The night nights are probably the single most important thing in my life when it comes to getting the RM to just shut the fuck up. As a baby she took to the pacifier like a whore to the crack pipe and has been going strong with it ever since. She has gone so far as to name all her night nights and has even established a distinct pecking order for them, like she's the dominant Silverback gorilla of the Mam Silicone pack. The favorite from way back is Cupcake, with Purple, New and Green Monsty crowding the second place podium. Among the also-rans are Cheerio, Extra, Blue Monsty, Clear, Carrot, Babybaby and Red. Horsey used to be a great love but we tied that one to her crib during a particularly irritating throwing phase, and familiarity has, predictably, bred contempt. She barely gives that guy a second look these days.
Hey, let's put a fixed string in bed with a baby! What could possibly go wrong?
All night nights must be Mam brand (we're mixing it up - AD was a Nuk girl, herself) and the naming process throws all anthropological reason out the window because it rarely has anything to do with their attributes. Carrot, for example, is pink with a polka-dotted cat, and Red is actually white so screw you.
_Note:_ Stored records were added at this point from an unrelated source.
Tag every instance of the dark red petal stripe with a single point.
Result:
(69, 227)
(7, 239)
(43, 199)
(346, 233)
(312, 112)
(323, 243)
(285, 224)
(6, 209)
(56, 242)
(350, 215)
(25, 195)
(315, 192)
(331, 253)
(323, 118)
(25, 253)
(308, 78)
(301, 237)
We did try a big girl nap dry run this morning and it was a disaster. The "Howard the Duck" of naps; investors are still furious. I told the RM that she could sleep in our big bed with me but she couldn't have any night nights; she was initially quite agreeable but it quickly became apparent that this was like trying to sleep with someone who'd just checked into rehab, or a puppy with fingers. She would stay still for maybe 20 seconds and then we're veering from "I need to SEE your eyeballs Mom I need to SEE them can I TOUCH them" to "waaaaaatch meeeee, I'm putting your phooooone in my boooooottooooommmm." I folded almost immediately; just tossed her in the crib and gave her freaking Cupcake.
I can't even imagine how dreadful it's going to be once we commit to this. JHP and I have talked about possibly using a reward-based approach to ease things along, but considering how that went with potty-training it's not really a viable option. We'd initially given her an M&M every time she pooped in the potty, but she got so competitive and serious about it that she actually - steel yourself - gave herself a prolapsed rectum. Pushed so hard that she turned her little butt inside out, and I am not even kidding. My brain couldn't even process what I was seeing - all I could think was "how did a Bozo the Clown mouth get on my daughter's bottom?" So we're a little gun-shy about that kind of approach. And it's no good going with how we dealt with this issue with AD; when I told that sweet, responsible child that it was time to give up the night nights and crib, she pretty much said yes ma'am, of course, and may I please get back to brokering Mideast peace before finishing all the laundry?
It's very tempting just to let this go and just see how it plays out, but let's be honest, we need to nip any sort of oral fixation in the bud immediately. I want my child to grow up and be someone; specifically, someone who doesn't make a living with latex and a ball gag. But if the next few weeks turn out to be too painful I may be willing to risk it.